As many areas of the ocean floor, particularly the Atlantic Ocean, are currently inactive, it can be difficult to find past plate motion. However, by observing the fracture zones, one can determine both the direction and rate of past plate motion. This is found by observing the patterns of magnetic striping on the ocean floor (a result of the reversals of Earth's magnetic field over time). By measuring the offset in the magnetic striping, one can then determine the rate of past plate motions. In a similar method, one can use the relative ages of the seafloor on either side of a fracture zone to determine the rate of past plate motions. By comparing how offset similarly aged seafloor is, one can determine how quickly the plate has moved.

==Examples==

===Blanco fracture zone===
The Blanco fracture zone is a fracture zone running between the Juan de Fuca Ridge and the Gorda Ridge. The dominating feature of the fracture zone is the 150 km long Blanco Ridge, which is a high-angle, right-lateral strike slip fault with some component of dip-slip faulting.

===Charlie-Gibbs fracture zone===
The Charlie-Gibbs fracture zone consists of two fracture zones in the North Atlantic that extend for over 2000 km. These fracture zones displace the Mid-Atlantic Ridge a total of 350 km to the west. The section of the Mid-Atlantic Ridge between the two fracture zones is seismically active.
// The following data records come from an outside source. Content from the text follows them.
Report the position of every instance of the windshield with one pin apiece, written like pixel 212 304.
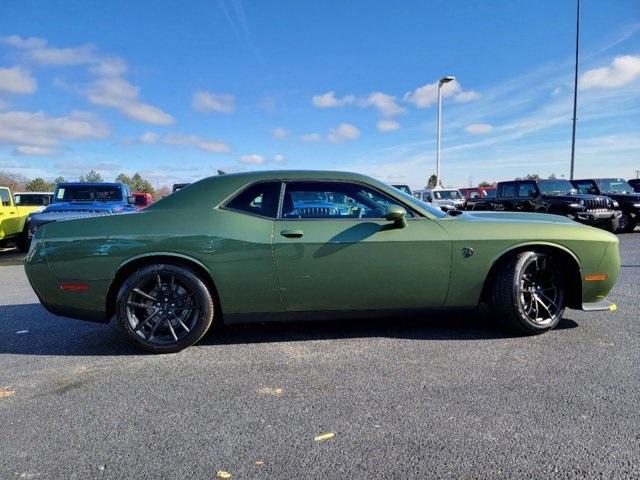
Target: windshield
pixel 614 185
pixel 490 193
pixel 556 187
pixel 447 195
pixel 88 193
pixel 403 188
pixel 31 200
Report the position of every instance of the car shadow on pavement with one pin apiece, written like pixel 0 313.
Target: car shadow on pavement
pixel 30 330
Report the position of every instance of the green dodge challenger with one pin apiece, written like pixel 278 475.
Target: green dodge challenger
pixel 312 244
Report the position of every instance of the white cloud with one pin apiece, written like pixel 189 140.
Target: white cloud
pixel 38 50
pixel 206 145
pixel 385 104
pixel 110 89
pixel 149 137
pixel 329 100
pixel 27 130
pixel 64 56
pixel 110 67
pixel 623 70
pixel 478 128
pixel 118 93
pixel 29 150
pixel 24 43
pixel 344 131
pixel 253 159
pixel 204 101
pixel 17 80
pixel 279 133
pixel 388 125
pixel 311 137
pixel 427 95
pixel 466 96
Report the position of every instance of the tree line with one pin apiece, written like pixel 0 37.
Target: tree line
pixel 137 183
pixel 431 181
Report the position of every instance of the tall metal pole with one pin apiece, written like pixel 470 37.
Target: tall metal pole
pixel 438 135
pixel 575 95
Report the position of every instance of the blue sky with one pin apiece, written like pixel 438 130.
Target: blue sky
pixel 179 90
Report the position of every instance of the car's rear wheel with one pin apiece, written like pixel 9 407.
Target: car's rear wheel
pixel 164 308
pixel 529 292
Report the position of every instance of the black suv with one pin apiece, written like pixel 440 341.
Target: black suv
pixel 620 192
pixel 558 197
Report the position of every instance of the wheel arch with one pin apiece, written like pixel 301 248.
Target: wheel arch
pixel 569 261
pixel 135 263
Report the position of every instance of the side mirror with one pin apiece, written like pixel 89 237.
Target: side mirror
pixel 397 215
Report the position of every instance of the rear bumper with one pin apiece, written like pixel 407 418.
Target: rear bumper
pixel 600 306
pixel 76 313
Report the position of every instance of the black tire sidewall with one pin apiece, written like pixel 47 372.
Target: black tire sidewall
pixel 204 297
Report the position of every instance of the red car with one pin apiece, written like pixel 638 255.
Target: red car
pixel 478 192
pixel 142 200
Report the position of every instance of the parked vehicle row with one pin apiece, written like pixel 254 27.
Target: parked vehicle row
pixel 608 203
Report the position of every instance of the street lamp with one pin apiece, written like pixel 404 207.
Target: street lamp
pixel 442 81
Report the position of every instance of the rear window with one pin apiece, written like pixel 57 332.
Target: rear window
pixel 82 193
pixel 508 190
pixel 5 198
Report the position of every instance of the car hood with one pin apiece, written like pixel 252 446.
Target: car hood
pixel 624 197
pixel 576 198
pixel 516 217
pixel 85 207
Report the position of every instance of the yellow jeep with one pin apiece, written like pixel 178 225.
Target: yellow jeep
pixel 13 221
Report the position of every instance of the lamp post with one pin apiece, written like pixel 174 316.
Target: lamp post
pixel 442 81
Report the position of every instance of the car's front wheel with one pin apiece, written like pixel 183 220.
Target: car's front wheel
pixel 164 308
pixel 626 224
pixel 529 292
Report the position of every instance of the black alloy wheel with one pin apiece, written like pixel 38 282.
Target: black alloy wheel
pixel 165 308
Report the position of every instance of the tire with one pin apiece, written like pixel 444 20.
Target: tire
pixel 529 293
pixel 626 224
pixel 164 308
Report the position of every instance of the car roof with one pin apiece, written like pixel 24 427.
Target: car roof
pixel 91 184
pixel 33 193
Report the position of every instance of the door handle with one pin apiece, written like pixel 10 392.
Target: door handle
pixel 292 233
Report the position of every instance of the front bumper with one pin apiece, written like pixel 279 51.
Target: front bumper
pixel 599 216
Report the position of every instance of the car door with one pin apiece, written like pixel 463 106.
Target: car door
pixel 9 220
pixel 334 251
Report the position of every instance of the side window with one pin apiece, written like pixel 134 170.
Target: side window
pixel 259 199
pixel 526 190
pixel 5 198
pixel 584 187
pixel 334 200
pixel 508 190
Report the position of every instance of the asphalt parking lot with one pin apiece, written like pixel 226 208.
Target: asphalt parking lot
pixel 451 396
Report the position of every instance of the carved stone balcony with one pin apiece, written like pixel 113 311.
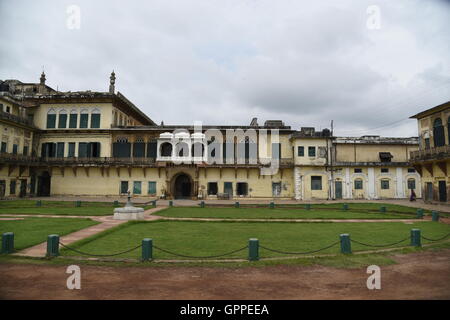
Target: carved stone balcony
pixel 438 153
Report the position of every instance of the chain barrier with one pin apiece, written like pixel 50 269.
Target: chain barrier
pixel 307 252
pixel 197 257
pixel 379 245
pixel 99 255
pixel 448 234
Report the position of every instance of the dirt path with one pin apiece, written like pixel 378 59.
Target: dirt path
pixel 106 222
pixel 287 220
pixel 424 275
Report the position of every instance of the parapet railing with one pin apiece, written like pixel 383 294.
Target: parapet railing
pixel 432 153
pixel 15 118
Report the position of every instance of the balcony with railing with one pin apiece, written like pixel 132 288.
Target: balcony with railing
pixel 437 153
pixel 17 119
pixel 19 159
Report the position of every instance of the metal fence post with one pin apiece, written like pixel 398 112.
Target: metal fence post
pixel 147 249
pixel 419 214
pixel 253 249
pixel 7 242
pixel 53 245
pixel 346 246
pixel 416 238
pixel 434 216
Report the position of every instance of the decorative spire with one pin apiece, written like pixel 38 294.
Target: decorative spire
pixel 112 81
pixel 43 78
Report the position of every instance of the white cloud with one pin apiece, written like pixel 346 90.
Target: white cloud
pixel 224 62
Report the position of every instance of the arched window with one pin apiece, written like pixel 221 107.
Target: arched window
pixel 448 129
pixel 73 119
pixel 84 118
pixel 95 118
pixel 182 149
pixel 62 121
pixel 358 184
pixel 166 149
pixel 438 133
pixel 51 119
pixel 411 184
pixel 115 118
pixel 198 149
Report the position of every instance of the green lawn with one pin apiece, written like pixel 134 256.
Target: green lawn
pixel 277 213
pixel 31 231
pixel 58 208
pixel 214 238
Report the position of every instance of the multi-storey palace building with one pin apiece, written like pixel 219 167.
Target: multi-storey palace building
pixel 432 161
pixel 100 143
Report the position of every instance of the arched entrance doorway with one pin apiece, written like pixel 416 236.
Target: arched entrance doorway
pixel 182 186
pixel 44 182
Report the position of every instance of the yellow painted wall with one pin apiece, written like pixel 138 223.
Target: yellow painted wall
pixel 40 114
pixel 103 138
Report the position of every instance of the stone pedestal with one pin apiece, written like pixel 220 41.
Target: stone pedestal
pixel 129 212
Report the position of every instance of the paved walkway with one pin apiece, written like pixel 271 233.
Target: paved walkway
pixel 106 222
pixel 140 200
pixel 287 220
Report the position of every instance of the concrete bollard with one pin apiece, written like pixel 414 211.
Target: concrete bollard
pixel 53 245
pixel 434 216
pixel 253 249
pixel 7 243
pixel 419 214
pixel 416 238
pixel 147 249
pixel 346 246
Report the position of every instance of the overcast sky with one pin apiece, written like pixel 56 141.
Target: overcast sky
pixel 227 61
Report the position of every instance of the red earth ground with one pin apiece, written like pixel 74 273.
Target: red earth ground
pixel 424 275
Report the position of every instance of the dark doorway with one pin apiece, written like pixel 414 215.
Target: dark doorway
pixel 44 182
pixel 2 188
pixel 338 189
pixel 429 192
pixel 182 187
pixel 228 188
pixel 23 188
pixel 442 191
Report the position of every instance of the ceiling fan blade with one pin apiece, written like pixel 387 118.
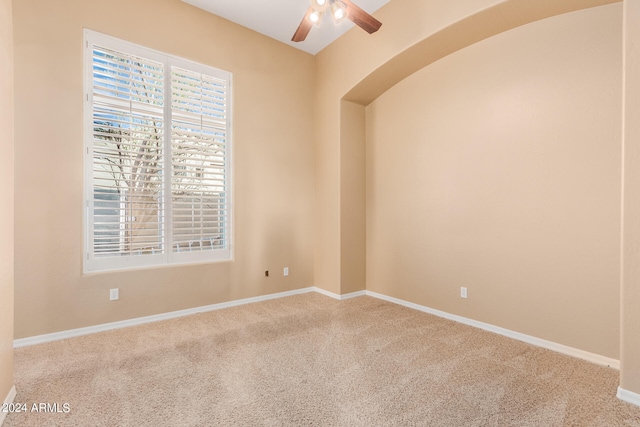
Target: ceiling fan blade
pixel 303 28
pixel 361 18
The flow of major North Atlantic currents is associated with this fracture zone which hosts a diverse deep water ecosystem.

===Heirtzler fracture zone===
The Heirtzler fracture zone was named after James Ransom Heirtzler, who first demonstrated through magnetostratigraphy that the Mid-Atlantic Ridge was spreading south of Iceland, providing the first clear evidence for plate tectonics. This name was approved by the Advisory Committee on Undersea Features in 1993. The area around the Heirtzler fracture zone and the Pacific–Antarctic Ridge which is a southwestern portion of the East Pacific Rise has been mapped in detail by amongst other techniques magnetostratigraphy (see picture on this page).

===Mendocino fracture zone===
The Mendocino fracture zone extends for over 4000 km off the coast of California and separates the Pacific plate and Gorda plate. The bathymetric depths on the north side of the fracture zone are 800 to 1200 m shallower than to the south, suggesting the seafloor north of the ridge to be younger. Geologic evidence backs this up, as rocks were found to be 23 to 27 million years younger north of the ridge than to the south.

===Romanche fracture zone===
Also known as the Romanche Trench, this fracture zone separates the North Atlantic and South Atlantic oceans. The trench reaches 7758 m deep, is 300 km long, and has a width of 19 km. The fracture zone offsets the Mid-Atlantic Ridge by more than 640 km.

===Sovanco fracture zone===
The Sovanco fracture zone is a dextral-slip transform fault running between the Juan de Fuca and Explorer Ridge in the North Pacific Ocean. The fracture zone is 125 km long and 15 km wide.